I’ve been busy, head buried in deadlines to the point where I’d forgotten what day it was until I came up for air. And lo, and behold, it’s Tuesday!
Now that I’m in editing, vs. writing madly mode, it means I have a chance to get ready for my upcoming steampunk events, namely Steamcon III, which will be in the Seattle area in mid Oct.
Ever since they announced the theme of 20,000 Leagues Under the Sea last year, I’ve been dooling ideas for costumes. I’ve bought my yards upon yards of turquoise colored satin, some fabric that has a brass look to it for the “peek-a-boo” porthole I’m planning in the bodice and I’m working on how to make the glittering sheer fabric I have turn out like scales if I overlap it correctly.
But how to do you take a sketch or idea to a finished outfit? I usually start with a pattern and modify (as so many of steampunk ilk often do). I’ll take a bodice from one pattern, the sleeves from another, mish mash the skirt out of different bits depending on the effect. And, in the case of creating a fish-tail fan train, I might just have to make a pattern bit myself out of brown wrapping paper folded and messed with until it does what I think it should.

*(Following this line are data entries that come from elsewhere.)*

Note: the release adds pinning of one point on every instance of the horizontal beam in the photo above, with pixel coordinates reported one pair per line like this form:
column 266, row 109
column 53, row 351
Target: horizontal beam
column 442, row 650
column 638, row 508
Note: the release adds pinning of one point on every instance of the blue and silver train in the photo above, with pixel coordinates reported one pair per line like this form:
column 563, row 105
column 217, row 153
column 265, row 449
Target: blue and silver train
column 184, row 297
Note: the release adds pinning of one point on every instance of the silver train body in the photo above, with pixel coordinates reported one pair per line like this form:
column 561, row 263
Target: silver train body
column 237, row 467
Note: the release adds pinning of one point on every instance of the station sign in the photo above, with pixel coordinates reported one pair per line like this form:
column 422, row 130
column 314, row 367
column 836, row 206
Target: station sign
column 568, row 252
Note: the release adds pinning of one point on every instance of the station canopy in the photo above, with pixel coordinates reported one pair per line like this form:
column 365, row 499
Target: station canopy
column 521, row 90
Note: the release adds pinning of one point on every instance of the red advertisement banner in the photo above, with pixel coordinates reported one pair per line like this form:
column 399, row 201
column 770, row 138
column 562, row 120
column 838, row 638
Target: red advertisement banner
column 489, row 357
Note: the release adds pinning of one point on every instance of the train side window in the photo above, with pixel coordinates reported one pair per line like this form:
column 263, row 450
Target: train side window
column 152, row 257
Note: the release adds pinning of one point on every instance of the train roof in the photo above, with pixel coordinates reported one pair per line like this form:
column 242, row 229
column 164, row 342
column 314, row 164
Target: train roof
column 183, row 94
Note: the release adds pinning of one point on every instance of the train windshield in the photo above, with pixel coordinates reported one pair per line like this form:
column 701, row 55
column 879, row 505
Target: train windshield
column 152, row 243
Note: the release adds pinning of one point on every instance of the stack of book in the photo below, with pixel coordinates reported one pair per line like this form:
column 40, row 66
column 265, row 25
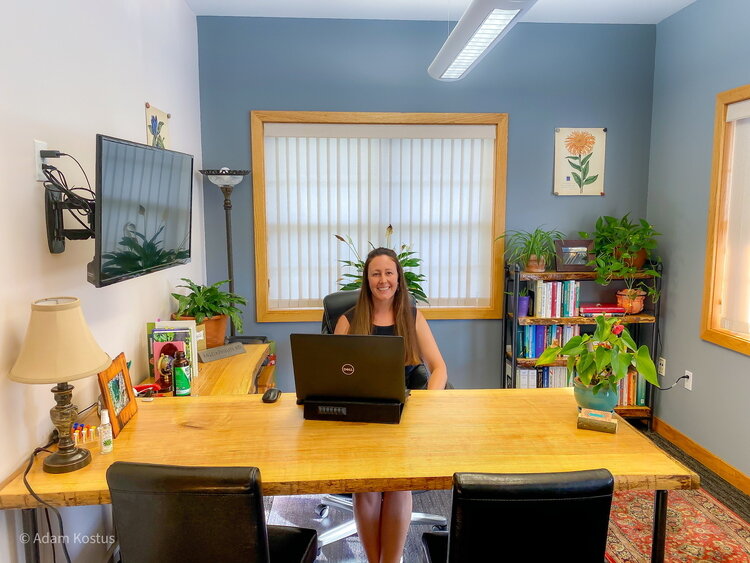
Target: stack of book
column 540, row 377
column 556, row 298
column 633, row 390
column 605, row 309
column 533, row 339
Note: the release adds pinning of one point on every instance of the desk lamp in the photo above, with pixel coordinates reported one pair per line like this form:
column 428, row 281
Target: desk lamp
column 226, row 179
column 59, row 347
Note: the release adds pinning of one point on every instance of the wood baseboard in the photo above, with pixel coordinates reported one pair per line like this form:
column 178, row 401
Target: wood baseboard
column 717, row 465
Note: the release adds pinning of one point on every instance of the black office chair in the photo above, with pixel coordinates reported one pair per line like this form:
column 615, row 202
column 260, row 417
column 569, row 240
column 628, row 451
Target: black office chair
column 525, row 517
column 167, row 513
column 335, row 305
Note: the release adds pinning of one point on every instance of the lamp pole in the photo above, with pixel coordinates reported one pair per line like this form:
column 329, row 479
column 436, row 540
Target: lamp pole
column 226, row 179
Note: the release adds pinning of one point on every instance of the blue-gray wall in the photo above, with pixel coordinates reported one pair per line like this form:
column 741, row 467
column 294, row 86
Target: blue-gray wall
column 543, row 75
column 700, row 51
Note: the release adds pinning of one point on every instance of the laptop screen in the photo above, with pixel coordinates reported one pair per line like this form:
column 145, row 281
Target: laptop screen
column 349, row 367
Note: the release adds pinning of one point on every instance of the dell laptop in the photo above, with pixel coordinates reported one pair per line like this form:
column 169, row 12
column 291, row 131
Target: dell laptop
column 348, row 369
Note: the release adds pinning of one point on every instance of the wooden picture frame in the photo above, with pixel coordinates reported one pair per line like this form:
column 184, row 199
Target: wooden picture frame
column 117, row 393
column 574, row 255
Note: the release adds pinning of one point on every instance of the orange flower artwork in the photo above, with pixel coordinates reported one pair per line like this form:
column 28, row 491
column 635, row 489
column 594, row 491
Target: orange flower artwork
column 580, row 144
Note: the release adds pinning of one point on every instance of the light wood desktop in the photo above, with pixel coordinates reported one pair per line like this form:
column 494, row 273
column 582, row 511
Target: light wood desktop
column 441, row 433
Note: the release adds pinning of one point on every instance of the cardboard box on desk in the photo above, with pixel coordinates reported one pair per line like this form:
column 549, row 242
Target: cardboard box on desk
column 601, row 421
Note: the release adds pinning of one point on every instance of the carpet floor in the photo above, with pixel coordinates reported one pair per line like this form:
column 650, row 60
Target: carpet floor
column 699, row 527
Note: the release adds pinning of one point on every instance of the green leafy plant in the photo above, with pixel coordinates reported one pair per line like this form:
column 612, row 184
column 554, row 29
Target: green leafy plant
column 616, row 244
column 140, row 253
column 520, row 246
column 205, row 301
column 604, row 358
column 406, row 257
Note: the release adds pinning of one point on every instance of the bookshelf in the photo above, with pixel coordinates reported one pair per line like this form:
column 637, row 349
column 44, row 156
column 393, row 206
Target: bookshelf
column 643, row 326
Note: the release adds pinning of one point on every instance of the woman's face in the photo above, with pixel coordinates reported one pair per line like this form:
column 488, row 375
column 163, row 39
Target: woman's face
column 382, row 275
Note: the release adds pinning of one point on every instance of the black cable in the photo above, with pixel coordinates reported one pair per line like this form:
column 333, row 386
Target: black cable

But if that seems overwhelming to you, do not dispair! Steampunk is finding it’s way into the mainstream pattern manufacturers. If you’ve been interested in creating your own steampunk-worthy clothing Simplicity now offers several patterns that are fantastic as a base (or to try all by themselves just as they are if this is your first run around sewing). I’ve acutally already bought both myself!
The first pattern has a fantastic jacket that’s bolero length in the front but has a wide, sweeping skirt-worthy train to the back of it. It also has a sort of mini-bustle pattern in it (perfect if you want to make two or three for different outfits). I also especially liked the crimped look to the hemline on the skirt. (may have to look at that more closely for creating the fish-tail in my planned project.)
The second pattern has a button shirt-waist with long sleeves, a skirt with nice ruffle detailing at the bottom and a kind of pseudo bustle that can be added to the skirt.
If you are into western steampunk, I’ve found this pattern to be a fantastic base for doing all kinds of things! The bustle on it is very useful and extremely simple to create.
Since I’m going to be starting my sewing projects shortly, I’ll start posting progress of the projects here on Tuesdays.
Until then, what kind of thing would you consider making for your next outfit?